Yo experimento en la medida que los materiales me lo piden. Esta película es muy minimalista. Prácticamente lo que cuenta es “un día en la vida de…” con derivas que nos llevan a otro tipo de momentos en relación con eso que hablamos sobre el umbral, lo onírico e ir hacia un documental más subjetivo. Y luego está ese momento de ruptura del que hablas. Ves a ese niño que va a trabajar en su primer día y encuentra un jardín artificioso, raro, donde hay un conejo gigante que nos recuerda a Alicia en el país de las maravillas. El chico se sienta allí y, en ese momento, surgió una idea muy curiosa. No sé cuándo leí el origen etimológico de la palabra España, que significa “tierra de conejos”. Yo planteé ese plano como una imagen de lectura libre pero, de repente, se convierte también una metáfora del lugar donde él empieza a trabajar, la tierra de los conejos. Dicho esto, debo decir también que el sonido es quizás lo que menos me ha exigido: es totalmente diegético, prácticamente no hay música. Solamente hay un momento de ruido en el que utilizo nuevamente la música de Éliane Radigue, una artista sonora que adoro y que me parece la mejor artista de vanguardia del siglo XX en cuanto a experimentación sonora. La utilicé en Carelia y la vuelvo a utilizar aquí para invocar un estadio de sentimiento enrarecido. Lo que he hecho en Monte Tropic es sencillamente poner ese segmento sonoro de Radigue que va in crescendo y luego baja durante veinte minutos. No hay más trabajo que ese a nivel de audio.
¿Qué crees que ha perdido el cine con las muertes recientes de Godard y de Jean-Marie Straub?

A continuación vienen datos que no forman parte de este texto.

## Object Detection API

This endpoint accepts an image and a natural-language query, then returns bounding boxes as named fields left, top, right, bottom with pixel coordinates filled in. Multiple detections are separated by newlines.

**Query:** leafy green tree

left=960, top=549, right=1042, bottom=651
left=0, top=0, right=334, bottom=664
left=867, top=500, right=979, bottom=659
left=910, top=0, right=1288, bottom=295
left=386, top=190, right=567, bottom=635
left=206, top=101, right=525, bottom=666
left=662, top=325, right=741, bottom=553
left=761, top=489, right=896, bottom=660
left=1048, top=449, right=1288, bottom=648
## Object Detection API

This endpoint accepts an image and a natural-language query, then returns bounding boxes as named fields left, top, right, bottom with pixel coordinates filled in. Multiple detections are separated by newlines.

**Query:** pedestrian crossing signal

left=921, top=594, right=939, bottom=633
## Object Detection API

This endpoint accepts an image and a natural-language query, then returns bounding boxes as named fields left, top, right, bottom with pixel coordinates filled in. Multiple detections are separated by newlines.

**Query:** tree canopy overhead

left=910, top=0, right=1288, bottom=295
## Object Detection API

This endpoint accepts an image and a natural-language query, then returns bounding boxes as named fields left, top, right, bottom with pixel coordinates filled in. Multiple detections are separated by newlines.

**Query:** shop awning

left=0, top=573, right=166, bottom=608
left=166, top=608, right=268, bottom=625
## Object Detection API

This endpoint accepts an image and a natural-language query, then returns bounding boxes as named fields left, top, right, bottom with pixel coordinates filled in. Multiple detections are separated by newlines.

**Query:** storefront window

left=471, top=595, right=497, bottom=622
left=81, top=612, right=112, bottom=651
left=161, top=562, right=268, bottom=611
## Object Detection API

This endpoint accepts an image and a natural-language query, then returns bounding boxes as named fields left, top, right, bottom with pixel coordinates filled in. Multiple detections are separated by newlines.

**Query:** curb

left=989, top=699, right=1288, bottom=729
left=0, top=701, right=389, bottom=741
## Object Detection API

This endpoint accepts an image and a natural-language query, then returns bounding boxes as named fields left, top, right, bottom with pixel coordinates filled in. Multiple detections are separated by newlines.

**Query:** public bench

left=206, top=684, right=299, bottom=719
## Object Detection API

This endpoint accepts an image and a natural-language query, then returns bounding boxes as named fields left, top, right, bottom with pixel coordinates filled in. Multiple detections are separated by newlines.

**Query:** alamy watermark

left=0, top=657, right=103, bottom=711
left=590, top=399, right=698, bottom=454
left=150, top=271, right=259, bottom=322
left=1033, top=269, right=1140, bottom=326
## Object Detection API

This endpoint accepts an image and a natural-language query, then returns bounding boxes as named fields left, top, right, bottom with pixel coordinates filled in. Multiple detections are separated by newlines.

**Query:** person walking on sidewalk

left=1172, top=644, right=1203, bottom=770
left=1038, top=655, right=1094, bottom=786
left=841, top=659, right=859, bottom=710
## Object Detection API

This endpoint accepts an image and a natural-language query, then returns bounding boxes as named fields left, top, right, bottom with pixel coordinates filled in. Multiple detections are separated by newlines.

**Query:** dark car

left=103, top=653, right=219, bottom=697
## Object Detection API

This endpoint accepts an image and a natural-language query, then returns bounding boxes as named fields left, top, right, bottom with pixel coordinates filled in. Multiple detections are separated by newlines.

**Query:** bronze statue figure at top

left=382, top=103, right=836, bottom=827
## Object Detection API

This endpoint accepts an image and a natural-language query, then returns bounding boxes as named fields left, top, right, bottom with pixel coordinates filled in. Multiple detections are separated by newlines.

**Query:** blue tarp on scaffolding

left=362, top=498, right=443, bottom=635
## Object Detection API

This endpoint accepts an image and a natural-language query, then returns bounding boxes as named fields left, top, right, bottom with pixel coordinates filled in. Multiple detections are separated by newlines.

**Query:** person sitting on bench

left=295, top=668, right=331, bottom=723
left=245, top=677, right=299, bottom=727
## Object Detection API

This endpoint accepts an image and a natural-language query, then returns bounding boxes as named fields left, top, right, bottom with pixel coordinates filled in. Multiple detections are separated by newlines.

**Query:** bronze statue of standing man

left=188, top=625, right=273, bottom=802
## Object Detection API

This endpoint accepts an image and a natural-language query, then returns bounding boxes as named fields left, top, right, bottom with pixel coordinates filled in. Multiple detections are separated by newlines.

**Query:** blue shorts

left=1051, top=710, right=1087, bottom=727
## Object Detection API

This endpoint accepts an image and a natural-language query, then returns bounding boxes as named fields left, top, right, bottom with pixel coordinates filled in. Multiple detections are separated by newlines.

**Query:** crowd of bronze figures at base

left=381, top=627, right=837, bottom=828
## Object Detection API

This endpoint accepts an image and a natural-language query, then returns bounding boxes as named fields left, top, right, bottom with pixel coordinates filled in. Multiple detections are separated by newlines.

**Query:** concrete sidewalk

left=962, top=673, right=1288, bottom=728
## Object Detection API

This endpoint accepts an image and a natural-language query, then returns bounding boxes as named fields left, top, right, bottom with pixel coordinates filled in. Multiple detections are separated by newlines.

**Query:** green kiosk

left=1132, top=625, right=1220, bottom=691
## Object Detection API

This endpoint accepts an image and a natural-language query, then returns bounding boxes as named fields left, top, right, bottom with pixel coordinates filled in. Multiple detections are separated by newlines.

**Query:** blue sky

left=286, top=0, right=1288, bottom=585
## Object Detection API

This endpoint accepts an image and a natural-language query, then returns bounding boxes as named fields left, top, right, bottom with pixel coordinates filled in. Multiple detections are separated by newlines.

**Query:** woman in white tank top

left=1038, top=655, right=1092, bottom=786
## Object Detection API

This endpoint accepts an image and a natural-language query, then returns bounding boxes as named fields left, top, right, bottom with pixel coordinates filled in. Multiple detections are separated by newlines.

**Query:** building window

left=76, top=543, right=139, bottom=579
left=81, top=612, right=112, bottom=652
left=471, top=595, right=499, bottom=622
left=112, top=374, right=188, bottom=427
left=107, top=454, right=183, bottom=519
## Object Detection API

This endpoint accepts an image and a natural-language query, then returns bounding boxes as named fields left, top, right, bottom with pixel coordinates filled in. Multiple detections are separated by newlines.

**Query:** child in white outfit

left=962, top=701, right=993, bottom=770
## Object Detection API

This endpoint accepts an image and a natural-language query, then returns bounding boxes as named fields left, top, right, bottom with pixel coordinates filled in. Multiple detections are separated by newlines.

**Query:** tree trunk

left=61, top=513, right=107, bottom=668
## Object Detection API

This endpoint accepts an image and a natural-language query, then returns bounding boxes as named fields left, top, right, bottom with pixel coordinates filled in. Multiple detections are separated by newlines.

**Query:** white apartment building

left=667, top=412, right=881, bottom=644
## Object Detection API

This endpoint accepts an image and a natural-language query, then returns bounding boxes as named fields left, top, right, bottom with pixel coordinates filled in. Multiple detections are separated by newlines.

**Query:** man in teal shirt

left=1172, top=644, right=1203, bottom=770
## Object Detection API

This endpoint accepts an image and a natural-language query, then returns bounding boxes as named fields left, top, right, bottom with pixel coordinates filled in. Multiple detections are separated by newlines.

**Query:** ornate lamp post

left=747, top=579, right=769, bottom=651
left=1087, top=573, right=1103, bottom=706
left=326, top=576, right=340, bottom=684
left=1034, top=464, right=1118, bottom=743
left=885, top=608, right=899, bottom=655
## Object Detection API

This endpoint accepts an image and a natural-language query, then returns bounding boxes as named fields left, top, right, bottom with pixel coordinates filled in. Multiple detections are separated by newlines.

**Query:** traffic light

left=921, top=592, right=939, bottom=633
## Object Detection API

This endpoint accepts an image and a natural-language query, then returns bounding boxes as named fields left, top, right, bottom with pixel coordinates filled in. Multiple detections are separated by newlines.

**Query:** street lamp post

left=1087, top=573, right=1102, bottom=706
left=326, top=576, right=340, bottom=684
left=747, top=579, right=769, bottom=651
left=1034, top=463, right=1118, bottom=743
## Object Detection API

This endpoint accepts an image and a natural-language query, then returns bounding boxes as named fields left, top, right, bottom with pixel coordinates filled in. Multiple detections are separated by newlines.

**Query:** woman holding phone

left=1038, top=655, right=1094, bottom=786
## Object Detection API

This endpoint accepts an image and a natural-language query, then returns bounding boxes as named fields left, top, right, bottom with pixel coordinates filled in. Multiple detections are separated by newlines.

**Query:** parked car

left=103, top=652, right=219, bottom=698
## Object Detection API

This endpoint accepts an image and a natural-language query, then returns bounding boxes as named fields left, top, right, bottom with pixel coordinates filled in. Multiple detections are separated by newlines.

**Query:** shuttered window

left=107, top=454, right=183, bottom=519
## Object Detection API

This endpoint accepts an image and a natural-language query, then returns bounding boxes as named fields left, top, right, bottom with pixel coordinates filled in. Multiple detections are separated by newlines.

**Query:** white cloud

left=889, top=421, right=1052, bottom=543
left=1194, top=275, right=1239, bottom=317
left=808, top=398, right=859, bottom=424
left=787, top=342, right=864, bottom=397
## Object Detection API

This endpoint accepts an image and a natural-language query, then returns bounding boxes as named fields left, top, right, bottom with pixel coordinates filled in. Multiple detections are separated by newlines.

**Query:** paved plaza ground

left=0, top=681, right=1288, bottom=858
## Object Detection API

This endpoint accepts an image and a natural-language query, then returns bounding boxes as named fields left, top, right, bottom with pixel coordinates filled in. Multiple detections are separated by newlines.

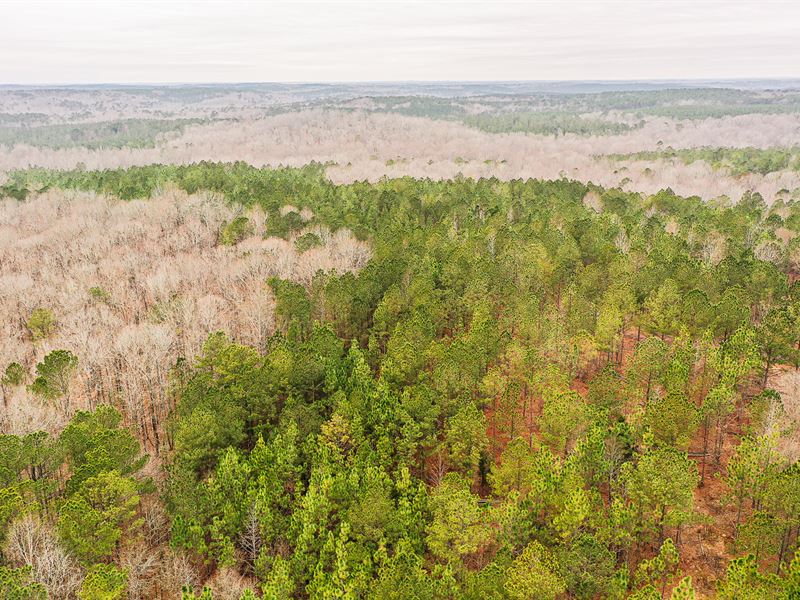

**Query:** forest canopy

left=0, top=163, right=800, bottom=599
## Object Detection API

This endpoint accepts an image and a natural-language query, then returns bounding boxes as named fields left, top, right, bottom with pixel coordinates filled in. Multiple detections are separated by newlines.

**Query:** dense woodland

left=0, top=163, right=800, bottom=600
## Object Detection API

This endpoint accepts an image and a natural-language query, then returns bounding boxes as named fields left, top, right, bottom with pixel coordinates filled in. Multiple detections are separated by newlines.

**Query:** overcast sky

left=0, top=0, right=800, bottom=83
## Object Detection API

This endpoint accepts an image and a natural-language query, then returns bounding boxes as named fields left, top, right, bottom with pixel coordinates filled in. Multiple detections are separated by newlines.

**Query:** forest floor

left=485, top=330, right=800, bottom=597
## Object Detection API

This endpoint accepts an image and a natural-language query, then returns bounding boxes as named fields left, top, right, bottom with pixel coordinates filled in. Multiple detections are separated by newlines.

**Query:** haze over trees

left=0, top=84, right=800, bottom=600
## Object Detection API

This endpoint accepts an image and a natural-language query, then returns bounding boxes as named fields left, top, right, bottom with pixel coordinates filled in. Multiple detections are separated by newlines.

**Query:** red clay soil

left=485, top=330, right=780, bottom=598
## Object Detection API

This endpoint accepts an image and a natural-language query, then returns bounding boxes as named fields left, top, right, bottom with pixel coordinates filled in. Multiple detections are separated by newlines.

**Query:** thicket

left=0, top=119, right=202, bottom=149
left=608, top=148, right=800, bottom=176
left=0, top=164, right=800, bottom=599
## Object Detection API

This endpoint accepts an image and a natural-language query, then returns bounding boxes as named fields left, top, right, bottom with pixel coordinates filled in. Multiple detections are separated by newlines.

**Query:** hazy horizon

left=0, top=0, right=800, bottom=85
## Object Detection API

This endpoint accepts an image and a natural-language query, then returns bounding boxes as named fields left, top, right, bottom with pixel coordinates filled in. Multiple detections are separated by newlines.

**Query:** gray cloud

left=0, top=0, right=800, bottom=83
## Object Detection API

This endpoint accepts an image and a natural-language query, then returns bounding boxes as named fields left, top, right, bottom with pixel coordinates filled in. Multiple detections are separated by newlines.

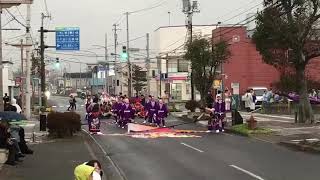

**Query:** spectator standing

left=3, top=93, right=10, bottom=111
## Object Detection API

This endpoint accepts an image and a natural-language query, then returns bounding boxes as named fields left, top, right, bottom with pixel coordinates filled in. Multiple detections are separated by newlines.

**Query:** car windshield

left=253, top=89, right=266, bottom=96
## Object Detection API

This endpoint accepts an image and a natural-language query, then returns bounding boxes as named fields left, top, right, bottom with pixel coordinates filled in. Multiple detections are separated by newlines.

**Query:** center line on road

left=230, top=165, right=264, bottom=180
left=181, top=143, right=204, bottom=153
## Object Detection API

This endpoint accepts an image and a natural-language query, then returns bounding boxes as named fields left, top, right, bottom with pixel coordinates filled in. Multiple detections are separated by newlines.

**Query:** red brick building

left=212, top=27, right=320, bottom=94
left=213, top=27, right=280, bottom=94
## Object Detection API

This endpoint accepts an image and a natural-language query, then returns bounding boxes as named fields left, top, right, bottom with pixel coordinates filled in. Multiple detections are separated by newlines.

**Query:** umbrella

Pues ha muerto una manera de entender el cine que consiste en hacer un cine siempre político o, como decía Godard: “no es hacer cine político, es hacer cine políticamente”. A Straub, lo podemos asociar a esa idea también. No quiero ser arrogante ni victimista, pero creo que me estoy quedando solo. Otros cineastas de mi generación y de las generaciones siguientes están ya muy casados con unas lógicas de cine de entretenimiento o consumo donde hay siempre elementos autorales pero no la noción de radicalidad que es muy importante seguir defendiendo: la radicalidad, lo artesanal, el amateurismo. Alejarse de la noción del cineasta como profesional es algo que yo seguiré defendiendo hasta morir. Y creo que va muy en la línea o es consecuencia de lo que he aprendido de Godard o de Straub. Y, ya que mencionas a Straub, curiosamente estoy haciendo una película de homenaje a él por cuanto es una película de teatro, es decir, un film donde el teatro dialoga con el cine. Es un proyecto muy en la estética straubiana de planos secuencia con un personaje que hace lecturas dramatizadas de textos del teatro del absurdo para construir una película que, de alguna forma, habla sobre el tirano como arquetipo. Me he valido de textos de Alfred Jarry (Ubú rey), de Nikolái Gogol (Diarios de un loco), de Samuel Beckett (Rockaby) y otros. Y el protagonista es nada más y nada menos que Robert Wilson, uno de los grandes directores de vanguardia, que ha aceptado este ofrecimiento que le he hecho. Estamos rodándolo poco a poco, ya tengo tres secuencias montadas y estoy bastante feliz con el material. Ahora que ha muerto Straub, creo que esta película se la dedicaría a él.